Anatomical and microstructural determinants of hippocampal subfield functional connectome embedding

Abstract

The hippocampus plays key roles in cognition and affect and serves as a model system for structure/function studies in animals. So far, its complex anatomy has challenged investigations targeting its substructural organization in humans. State-of-the-art MRI offers the resolution and versatility to identify hippocampal subfields, assess its microstructure, and study topographical principles of its connectivity in vivo. We developed an approach to unfold the human hippocampus and examine spatial variations of intrinsic functional connectivity in a large cohort of healthy adults. In addition to mapping common and unique connections across subfields, we identified two main axes of subregional connectivity transitions. An anterior/posterior gradient followed long-axis landmarks and metaanalytical findings from task-based functional MRI, while a medial/lateral gradient followed hippocampal infolding and correlated with proxies of cortical myelin. Findings were consistent in an independent sample and highly stable across resting-state scans. Our results provide robust evidence for long-axis specialization in the resting human hippocampus and suggest an intriguing interplay between connectivity and microstructure.

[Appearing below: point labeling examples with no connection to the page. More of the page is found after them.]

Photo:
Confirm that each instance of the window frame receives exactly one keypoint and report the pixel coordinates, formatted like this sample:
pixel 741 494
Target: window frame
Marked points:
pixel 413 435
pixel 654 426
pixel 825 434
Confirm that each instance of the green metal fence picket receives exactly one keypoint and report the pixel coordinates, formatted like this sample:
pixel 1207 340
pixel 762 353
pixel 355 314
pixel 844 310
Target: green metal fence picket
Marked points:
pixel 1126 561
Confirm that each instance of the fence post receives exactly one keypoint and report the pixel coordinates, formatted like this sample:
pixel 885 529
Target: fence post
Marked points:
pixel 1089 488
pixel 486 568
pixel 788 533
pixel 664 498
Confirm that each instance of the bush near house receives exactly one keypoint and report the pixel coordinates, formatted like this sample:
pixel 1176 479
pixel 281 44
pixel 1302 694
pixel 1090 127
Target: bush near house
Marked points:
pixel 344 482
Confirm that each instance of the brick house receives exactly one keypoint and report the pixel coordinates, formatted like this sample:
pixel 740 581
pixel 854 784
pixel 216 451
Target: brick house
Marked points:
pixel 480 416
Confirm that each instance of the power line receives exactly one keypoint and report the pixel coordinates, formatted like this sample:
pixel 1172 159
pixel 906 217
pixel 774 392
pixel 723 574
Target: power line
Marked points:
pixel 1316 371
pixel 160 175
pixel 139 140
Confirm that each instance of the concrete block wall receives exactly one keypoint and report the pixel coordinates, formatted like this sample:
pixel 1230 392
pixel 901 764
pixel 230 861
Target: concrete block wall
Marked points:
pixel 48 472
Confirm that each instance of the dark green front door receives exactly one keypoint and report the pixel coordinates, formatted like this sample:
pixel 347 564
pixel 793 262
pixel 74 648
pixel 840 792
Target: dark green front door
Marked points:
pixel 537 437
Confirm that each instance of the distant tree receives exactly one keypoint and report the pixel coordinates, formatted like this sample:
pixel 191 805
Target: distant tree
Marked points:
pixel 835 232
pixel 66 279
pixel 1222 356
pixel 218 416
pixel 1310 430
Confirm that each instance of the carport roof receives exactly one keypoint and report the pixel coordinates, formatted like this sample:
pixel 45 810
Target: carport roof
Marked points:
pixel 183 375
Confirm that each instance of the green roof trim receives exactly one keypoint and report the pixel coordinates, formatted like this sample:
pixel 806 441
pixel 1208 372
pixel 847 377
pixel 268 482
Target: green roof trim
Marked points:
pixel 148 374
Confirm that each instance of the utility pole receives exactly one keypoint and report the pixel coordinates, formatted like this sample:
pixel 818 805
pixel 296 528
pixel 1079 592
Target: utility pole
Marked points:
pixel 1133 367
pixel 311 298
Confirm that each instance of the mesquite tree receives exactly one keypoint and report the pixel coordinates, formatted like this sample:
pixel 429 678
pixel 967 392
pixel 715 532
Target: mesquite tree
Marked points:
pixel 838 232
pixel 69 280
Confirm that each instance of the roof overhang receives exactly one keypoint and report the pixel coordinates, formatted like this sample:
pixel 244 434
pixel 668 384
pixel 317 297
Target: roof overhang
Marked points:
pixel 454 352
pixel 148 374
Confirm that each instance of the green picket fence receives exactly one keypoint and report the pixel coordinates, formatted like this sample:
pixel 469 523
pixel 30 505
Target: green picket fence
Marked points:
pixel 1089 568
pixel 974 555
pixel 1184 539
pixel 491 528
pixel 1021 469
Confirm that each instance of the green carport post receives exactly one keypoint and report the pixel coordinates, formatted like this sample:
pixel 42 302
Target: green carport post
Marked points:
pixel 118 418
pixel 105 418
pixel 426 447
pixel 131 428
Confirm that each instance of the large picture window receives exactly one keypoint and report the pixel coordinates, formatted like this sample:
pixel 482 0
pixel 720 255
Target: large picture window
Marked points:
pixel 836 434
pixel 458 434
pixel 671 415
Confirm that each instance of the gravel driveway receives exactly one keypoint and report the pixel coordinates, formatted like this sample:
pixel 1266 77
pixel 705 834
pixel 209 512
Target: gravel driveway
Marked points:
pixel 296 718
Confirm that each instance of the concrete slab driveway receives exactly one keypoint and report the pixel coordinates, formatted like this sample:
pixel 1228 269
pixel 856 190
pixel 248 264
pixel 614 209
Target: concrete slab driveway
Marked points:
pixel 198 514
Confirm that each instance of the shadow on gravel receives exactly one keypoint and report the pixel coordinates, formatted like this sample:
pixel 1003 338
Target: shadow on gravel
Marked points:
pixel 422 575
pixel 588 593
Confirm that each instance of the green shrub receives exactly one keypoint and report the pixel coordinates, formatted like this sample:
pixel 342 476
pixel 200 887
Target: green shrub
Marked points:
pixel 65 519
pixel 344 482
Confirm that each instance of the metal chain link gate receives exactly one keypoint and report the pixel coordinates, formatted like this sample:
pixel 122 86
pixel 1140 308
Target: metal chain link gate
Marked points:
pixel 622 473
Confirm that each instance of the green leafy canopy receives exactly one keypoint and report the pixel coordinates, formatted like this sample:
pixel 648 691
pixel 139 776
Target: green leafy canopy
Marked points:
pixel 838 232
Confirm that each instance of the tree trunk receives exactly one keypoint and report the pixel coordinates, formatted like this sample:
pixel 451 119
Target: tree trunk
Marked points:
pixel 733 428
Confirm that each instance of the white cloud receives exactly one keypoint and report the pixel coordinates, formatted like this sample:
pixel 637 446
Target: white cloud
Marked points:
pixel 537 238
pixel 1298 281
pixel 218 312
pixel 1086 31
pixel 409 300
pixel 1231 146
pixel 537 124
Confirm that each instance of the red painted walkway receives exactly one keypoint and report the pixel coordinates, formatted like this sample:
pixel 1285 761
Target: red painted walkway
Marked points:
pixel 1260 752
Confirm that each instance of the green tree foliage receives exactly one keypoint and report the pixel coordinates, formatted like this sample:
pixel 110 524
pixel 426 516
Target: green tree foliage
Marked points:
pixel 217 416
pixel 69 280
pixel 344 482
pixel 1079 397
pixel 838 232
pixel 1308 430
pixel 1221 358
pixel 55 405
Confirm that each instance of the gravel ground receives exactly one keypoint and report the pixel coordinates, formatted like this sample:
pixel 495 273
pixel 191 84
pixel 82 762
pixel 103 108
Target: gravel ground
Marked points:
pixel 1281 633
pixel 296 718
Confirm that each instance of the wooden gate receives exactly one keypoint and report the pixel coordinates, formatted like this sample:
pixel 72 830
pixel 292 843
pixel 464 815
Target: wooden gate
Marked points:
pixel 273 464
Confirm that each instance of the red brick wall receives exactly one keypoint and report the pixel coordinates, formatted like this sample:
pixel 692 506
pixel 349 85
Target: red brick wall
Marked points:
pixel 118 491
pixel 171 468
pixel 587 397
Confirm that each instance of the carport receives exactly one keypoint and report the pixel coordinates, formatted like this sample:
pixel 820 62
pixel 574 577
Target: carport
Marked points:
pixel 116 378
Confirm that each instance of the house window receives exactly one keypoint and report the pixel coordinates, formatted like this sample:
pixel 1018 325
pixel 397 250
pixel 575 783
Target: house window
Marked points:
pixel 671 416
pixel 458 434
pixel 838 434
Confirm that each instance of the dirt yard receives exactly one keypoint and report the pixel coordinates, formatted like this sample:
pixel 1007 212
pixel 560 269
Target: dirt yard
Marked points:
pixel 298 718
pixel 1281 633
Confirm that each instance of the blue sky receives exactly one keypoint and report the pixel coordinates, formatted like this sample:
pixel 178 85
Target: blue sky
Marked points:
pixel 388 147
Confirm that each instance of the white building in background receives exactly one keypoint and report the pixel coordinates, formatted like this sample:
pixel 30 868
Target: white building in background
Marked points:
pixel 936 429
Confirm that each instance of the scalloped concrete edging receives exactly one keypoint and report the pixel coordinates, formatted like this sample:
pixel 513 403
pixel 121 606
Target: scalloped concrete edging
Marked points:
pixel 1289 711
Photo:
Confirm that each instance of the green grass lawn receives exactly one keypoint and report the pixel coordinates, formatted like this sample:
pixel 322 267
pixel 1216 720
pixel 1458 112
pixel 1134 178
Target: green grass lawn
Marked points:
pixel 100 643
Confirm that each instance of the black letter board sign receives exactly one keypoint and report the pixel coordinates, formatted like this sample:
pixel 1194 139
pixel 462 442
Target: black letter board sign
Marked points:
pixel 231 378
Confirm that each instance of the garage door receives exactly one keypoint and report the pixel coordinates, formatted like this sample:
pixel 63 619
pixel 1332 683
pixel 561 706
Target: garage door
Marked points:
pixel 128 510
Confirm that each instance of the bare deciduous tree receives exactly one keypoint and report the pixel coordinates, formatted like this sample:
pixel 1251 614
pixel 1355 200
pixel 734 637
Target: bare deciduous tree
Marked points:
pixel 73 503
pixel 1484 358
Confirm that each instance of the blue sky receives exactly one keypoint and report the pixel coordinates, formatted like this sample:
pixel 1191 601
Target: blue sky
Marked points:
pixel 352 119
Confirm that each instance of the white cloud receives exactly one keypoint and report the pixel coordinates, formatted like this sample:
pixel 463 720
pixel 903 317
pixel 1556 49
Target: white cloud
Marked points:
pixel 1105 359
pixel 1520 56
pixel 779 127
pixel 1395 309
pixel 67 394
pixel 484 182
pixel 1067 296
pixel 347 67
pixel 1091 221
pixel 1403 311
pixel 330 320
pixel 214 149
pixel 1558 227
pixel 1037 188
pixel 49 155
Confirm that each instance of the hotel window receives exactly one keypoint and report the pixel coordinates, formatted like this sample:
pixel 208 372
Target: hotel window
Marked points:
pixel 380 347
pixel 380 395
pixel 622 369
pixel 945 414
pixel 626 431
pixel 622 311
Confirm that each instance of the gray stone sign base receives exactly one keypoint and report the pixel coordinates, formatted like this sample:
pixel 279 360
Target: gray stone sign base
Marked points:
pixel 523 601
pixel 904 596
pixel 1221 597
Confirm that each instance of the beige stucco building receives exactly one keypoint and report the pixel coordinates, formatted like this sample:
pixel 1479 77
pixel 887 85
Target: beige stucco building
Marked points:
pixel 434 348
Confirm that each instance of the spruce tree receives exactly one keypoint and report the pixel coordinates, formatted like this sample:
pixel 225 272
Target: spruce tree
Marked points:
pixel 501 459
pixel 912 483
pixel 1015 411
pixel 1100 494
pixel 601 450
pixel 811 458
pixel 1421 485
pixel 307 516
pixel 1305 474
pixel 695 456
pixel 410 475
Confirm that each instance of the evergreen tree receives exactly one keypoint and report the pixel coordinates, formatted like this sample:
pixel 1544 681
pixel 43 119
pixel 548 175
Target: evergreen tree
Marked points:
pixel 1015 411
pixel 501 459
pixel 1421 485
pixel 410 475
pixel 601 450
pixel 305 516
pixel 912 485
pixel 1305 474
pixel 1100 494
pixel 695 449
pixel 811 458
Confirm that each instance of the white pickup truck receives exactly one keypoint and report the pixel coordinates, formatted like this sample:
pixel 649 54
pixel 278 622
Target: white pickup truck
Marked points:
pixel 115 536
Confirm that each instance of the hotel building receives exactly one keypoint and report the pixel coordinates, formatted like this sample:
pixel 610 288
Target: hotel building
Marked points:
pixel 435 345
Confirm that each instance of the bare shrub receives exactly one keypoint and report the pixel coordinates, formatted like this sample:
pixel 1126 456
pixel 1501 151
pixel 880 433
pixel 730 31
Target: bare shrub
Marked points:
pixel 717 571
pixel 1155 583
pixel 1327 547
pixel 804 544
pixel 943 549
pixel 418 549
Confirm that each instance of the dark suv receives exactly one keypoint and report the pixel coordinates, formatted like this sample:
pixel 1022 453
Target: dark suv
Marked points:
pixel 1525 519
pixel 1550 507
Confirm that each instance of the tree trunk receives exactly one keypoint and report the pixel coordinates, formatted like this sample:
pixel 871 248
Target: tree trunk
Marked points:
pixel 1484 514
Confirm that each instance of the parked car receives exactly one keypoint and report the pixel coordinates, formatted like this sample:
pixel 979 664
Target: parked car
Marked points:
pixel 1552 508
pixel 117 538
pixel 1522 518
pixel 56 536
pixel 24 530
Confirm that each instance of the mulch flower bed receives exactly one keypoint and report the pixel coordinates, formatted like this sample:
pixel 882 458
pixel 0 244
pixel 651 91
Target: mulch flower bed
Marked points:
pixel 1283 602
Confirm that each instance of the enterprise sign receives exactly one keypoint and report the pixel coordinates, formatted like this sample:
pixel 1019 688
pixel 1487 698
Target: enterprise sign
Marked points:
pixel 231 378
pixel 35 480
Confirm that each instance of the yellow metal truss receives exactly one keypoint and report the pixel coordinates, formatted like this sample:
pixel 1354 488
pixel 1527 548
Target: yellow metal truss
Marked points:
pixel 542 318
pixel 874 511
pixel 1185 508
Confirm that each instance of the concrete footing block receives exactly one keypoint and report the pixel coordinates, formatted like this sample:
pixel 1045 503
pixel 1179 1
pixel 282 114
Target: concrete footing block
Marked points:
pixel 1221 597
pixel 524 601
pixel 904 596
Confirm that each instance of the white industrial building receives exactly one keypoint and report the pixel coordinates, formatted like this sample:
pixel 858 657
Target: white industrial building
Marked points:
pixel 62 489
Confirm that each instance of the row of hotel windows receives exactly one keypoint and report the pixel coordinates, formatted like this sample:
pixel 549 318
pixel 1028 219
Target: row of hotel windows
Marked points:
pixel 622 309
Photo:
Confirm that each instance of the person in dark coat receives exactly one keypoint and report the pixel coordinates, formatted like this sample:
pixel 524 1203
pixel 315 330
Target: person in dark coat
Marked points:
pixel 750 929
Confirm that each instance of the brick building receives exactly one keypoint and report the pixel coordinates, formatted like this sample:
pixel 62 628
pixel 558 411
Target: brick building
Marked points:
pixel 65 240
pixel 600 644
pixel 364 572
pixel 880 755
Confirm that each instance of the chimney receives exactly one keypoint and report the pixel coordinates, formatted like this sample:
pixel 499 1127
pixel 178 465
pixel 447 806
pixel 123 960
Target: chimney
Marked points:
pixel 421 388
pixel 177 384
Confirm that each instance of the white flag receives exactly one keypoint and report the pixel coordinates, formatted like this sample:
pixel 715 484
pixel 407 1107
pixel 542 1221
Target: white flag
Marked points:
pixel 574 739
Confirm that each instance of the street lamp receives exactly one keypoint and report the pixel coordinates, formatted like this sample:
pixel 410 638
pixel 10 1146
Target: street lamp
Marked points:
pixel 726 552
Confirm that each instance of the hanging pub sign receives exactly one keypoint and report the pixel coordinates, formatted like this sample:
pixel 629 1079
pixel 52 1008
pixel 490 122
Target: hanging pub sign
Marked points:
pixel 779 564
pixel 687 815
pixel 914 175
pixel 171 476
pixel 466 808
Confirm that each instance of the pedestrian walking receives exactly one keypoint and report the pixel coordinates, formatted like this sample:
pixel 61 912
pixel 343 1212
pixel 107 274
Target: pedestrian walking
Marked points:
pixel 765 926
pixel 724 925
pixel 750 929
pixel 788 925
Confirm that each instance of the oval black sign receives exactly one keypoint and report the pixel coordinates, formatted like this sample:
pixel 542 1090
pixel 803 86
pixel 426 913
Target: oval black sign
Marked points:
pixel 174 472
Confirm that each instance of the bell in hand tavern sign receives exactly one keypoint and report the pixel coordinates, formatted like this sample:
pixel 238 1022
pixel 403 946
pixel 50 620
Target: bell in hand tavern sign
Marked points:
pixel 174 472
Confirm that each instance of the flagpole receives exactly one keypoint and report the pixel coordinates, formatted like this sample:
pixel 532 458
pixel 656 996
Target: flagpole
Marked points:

Keywords: MRI; connnectome; hippocampus; microstructure; neuroimaging.

Fig. 1.

Analysis of functional connectome embedding of left hippocampal subfields. (A) Subfield-wide connectivity analysis. Segmentations and surfaces were automatically extracted for subiculum (blue), CA1–3 (red), and CA4–DG (green). Segmentations are shown in a T1w scan and as a mesh from a superior view with solid and dashed arrows denoting posterior (P) to anterior (A) and lateral (L) to medial (M) directions, respectively. rs-fMRI time series were extracted along the medial surfaces of each of these subfields and the neocortical surface. The mean time series of each subfield was computed and correlated with all cortical vertices resulting in a subfield-specific connectivity map. (B) Common and distinct functional connectivity of left hemispheric subfields (Left column, subiculum; Center column, CA1–3; Right column, CA4–DG) and neocortex as well as their connectivity to seven intrinsic networks, derived from a previous functional community detection (31). Surface-based findings were corrected for multiple comparisons and additionally thresholded at t > 20 to highlight only the most prominent connections. (C) The first principal component of intrinsic functional connectivity along hippocampal subfields (Left column, subiculum; Center column, CA1–3; Right column, CA4–DG) describes an anterior/posterior gradient. Based on a hippocampal–cortical connectivity matrix, we performed diffusion map embedding, an unsupervised manifold learning technique. The surfaces display the loadings of the first component, and the spider plots show connectivity patterns of the bottom (anterior, blue) and top (posterior, yellow) 25% of vertices to the seven intrinsic functional communities. Solid and dashed arrows denote posterior to anterior and lateral to medial direction, respectively.

Fig. 2.

Long-axis specialization of the left subiculum (second row), CA1–3 (third row), and CA4–DG (fourth row) across different modalities. The principal gradient of both metaanalytic task-fMRI coactivation (first column) and rs-fMRI (second column) ran in anterior/posterior direction. K-means clusters (k = 3) of the rs-fMRI connectivity derived gradient (third column) overlapped strongly with manual segmentations of hippocampal head, body, and tail based on a previous atlas (27) (fourth column). Correlation coefficient values denote the association between metaanalytic coactivation and functional connectivity within each subfield. Dice indices denote geometric overlaps between k-means clusters of functional connectivity and the hippocampal head, body, and tail. Hippocampal surfaces are shown from a superior view. Solid and dashed arrows denote posterior to anterior and lateral to medial direction, respectively. For findings in the right hemisphere, see SI Appendix, Fig. S4.

Fig. 3.

Association between left hippocampal second gradient and T1w/T2w intensities. (A) To assess the association between functional gradients and hippocampal microstructure, we mapped hippocampal segmentations to T1w/T2w images and extracted T1w/T2w intensities at each vertex of the hippocampal medial surfaces. (B) Systematic correlation analyses indicated highest correlations between surface-sampled T1w/T2w and the second gradient, which runs along the hippocampal infolding. Solid and dashed arrows denote posterior to anterior and lateral to medial direction, respectively. For findings in the right hemisphere, see SI Appendix, Fig. S6.

Fig. 4.

(A) Test/retest stability of left hippocampal connectivity and gradients and (B) reproducibility in an independent HCP subsample. Dark gray zones in the boxplots denote 95% confidence intervals; light gray zones denote one SD. Small and large surfaces represent data of the discovery (D) and validation (V) cohorts, respectively. Scatterplots show the vertex-wise correspondence between groups, with Pearson correlation values denoted above the scatterplot. Solid and dashed arrows denote posterior to anterior and medial to lateral direction, respectively.